The likelihood of any non-trivial opinion about us (or the reality we are embedded in) being “True” in any sort of absolute sense seems to be vanishingly small (if one takes the time to look reasonably closely at a wide selection of the datasets and interpretive schema being applied to them).

The likelihood of some opinions being sufficiently close in some contexts to be useful in surviving is much higher.

Thus it seems that most opinions are more accurately characterised as “useful” rather than “true”. That seems to be a less hubristic and more socially useful formulation.

[18 Jan 21]

We seem to be operating from different definitions of truth and science.

I try and avoid using truth, as it is such a heavily overloaded term that that probability of accurate communication of concepts using it seems very small.

The very idea of truth seems to be a simplistic model of something vastly more complex, and, like all simple models, it can be useful in some contexts.

Science is, for me, characterised by the use of evidence to modify the probabilities I assign to different models in different contexts.

Having used that system of model modification for over 50 years it seems that I am an evolved entity, far more complex than I am capable of knowing in detail, and that the tools of science offer the best possible chance of continued existence in which I have reasonable degrees of security and freedom.

Science is telling me that my experience of being can never be of reality itself, but only ever of a model of reality constructed by multiple levels of subconscious processes that were subject to a vast array of evolutionary constraints that make it highly unlikely that my experience of reality is a particularly accurate model of reality, but it was good enough for my ancestors to survive in the contexts of their time but is likely to require increasing levels of supplementation in the rapidly evolving contexts of our technological society.

Thus for me, science as I define it, seems perfectly adequate to explain all aspects of experience, including the weirdest of the “spiritual”. And no explanation is ever the thing itself, and it is all that symbols such as this are capable of conveying.

[Followed by 19 Jan 21]

Jeoffrey Wortman
I have tried many different modes of both experience and interpretation.

The tools of science seem to me to offer the most powerful and useful interpretations of experience and contexts of being.

I yield my agency to nothing and I have put a great deal of effort into understanding the nature of such agency as I seem to have.

[Followed by]

Jeoffrey Wortman
Of the options I have explored which include christian, theosophy, rationalist, humanist, buddhism, many schools of philosophy, several martial arts, it is the broad class of the scientific method that seems clearly to be most powerful and make the greatest difference.

And there is undeniable power in many different forms. In a sense they work in practice, but it is the tools of science that deliver to me the most powerful interpretation of those experiences.

I do not deny the experience of anyone.

I often question their interpretation of the experience, and it’s relatedness to other experience.

And by the end of my undergraduate studies in biochemistry none of my lecturers agreed with my interpretations of implications.

So I am not saying that any particular scientist has necessarily got a more useful interpretation in any particular context.

Utility is often very context specific.

Buddhism has some very powerful tools and techniques as one example.

[Followed by]

Saying Buddhism deals with the scope of experience not the scope of explanations doesn’t quite sit with my understanding of Buddhism.

Yes – certainly, one must have a scope of experiences before one can begin to find useful relationships in the dataset of experiences.
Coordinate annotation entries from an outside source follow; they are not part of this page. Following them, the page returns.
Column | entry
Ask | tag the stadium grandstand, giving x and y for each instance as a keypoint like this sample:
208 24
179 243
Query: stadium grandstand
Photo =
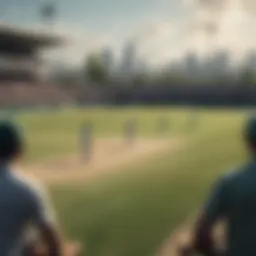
21 83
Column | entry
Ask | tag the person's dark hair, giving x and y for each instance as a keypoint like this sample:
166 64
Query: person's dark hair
11 141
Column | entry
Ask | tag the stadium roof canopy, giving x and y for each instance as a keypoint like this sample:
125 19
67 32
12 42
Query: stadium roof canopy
13 39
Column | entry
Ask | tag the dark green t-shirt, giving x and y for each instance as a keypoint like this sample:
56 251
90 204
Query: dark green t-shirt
234 198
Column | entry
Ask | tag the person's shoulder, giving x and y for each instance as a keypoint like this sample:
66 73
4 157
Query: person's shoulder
28 184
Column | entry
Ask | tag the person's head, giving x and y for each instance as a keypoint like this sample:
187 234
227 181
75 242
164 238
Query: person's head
11 142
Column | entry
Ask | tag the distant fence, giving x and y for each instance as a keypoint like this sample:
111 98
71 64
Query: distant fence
220 95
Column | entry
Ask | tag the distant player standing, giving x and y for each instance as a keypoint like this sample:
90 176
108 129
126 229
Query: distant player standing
22 205
234 200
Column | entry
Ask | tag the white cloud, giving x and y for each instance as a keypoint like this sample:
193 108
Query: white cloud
209 25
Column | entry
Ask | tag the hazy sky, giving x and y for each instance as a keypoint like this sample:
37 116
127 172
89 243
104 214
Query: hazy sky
99 16
162 29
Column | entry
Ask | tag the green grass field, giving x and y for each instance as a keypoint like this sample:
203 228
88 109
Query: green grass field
130 213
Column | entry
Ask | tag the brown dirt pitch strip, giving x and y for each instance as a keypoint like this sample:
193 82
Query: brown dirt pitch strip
108 155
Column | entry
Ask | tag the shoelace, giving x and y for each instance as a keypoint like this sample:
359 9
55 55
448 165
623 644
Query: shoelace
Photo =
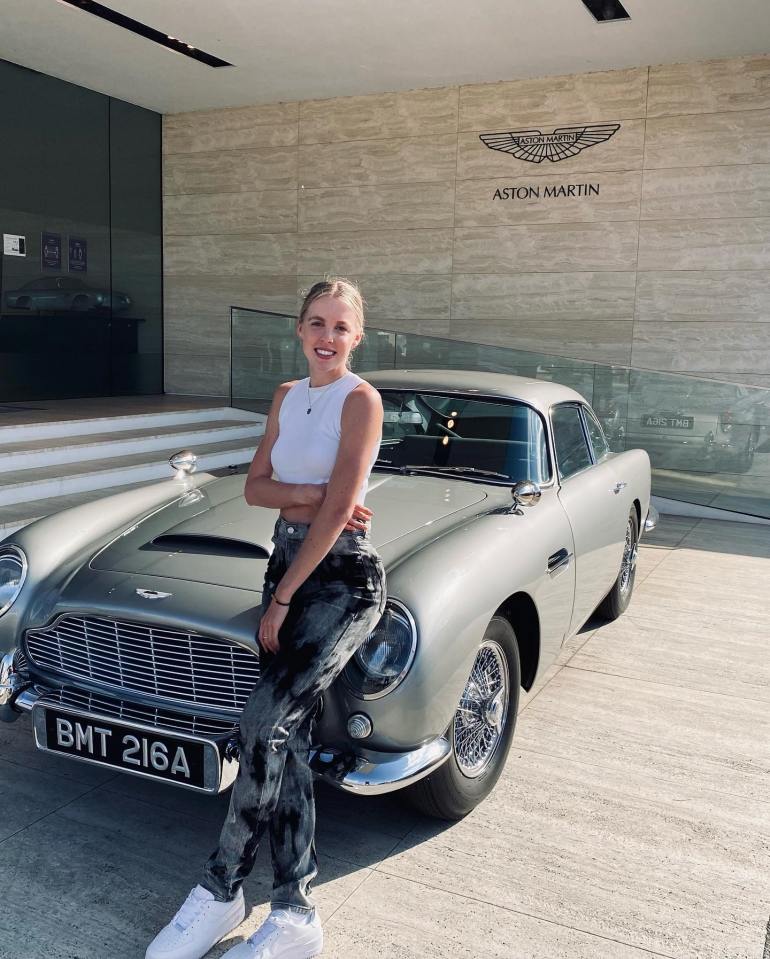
269 928
188 911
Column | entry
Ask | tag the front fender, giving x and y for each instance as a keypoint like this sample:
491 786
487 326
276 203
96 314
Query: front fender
58 545
453 587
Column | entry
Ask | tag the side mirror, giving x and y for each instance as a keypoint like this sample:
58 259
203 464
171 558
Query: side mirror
525 493
184 462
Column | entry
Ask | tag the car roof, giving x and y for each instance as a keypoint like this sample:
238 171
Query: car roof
538 393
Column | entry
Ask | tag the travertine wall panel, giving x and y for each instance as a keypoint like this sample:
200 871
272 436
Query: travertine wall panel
696 347
378 116
695 192
205 374
231 254
717 295
367 162
700 244
392 296
709 87
272 124
528 201
603 341
231 171
562 101
209 294
270 211
546 247
652 246
623 151
186 331
375 251
536 296
708 139
396 206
That much is a given.

It seems to me that science has the best set of tools to come to some understanding of the nature of the forces present in reality, and their degree of fathomability or otherwise.

It seems to me that the scientific method is a potentially eternally applicable methodology the delivers successive refinement on the models available.

It seems very probable that it was evolution and the contexts of our ancestors that have delivered most of the biases that produce the experiences that we use to begin our journey into the exploration of the nature of our existence. And that is a deeply complex subject.

The thing to get about experience is that it seems beyond reasonable doubt to be all maps in several very real senses.
Experience always has reality as itself, but in terms of representing anything else (such as objective reality) it is map. Most fail to distinguish that step, which leads to many sets of pathologies.

[Followed by 20 Jan 21]

Why are you making the claim that it science is not sufficient?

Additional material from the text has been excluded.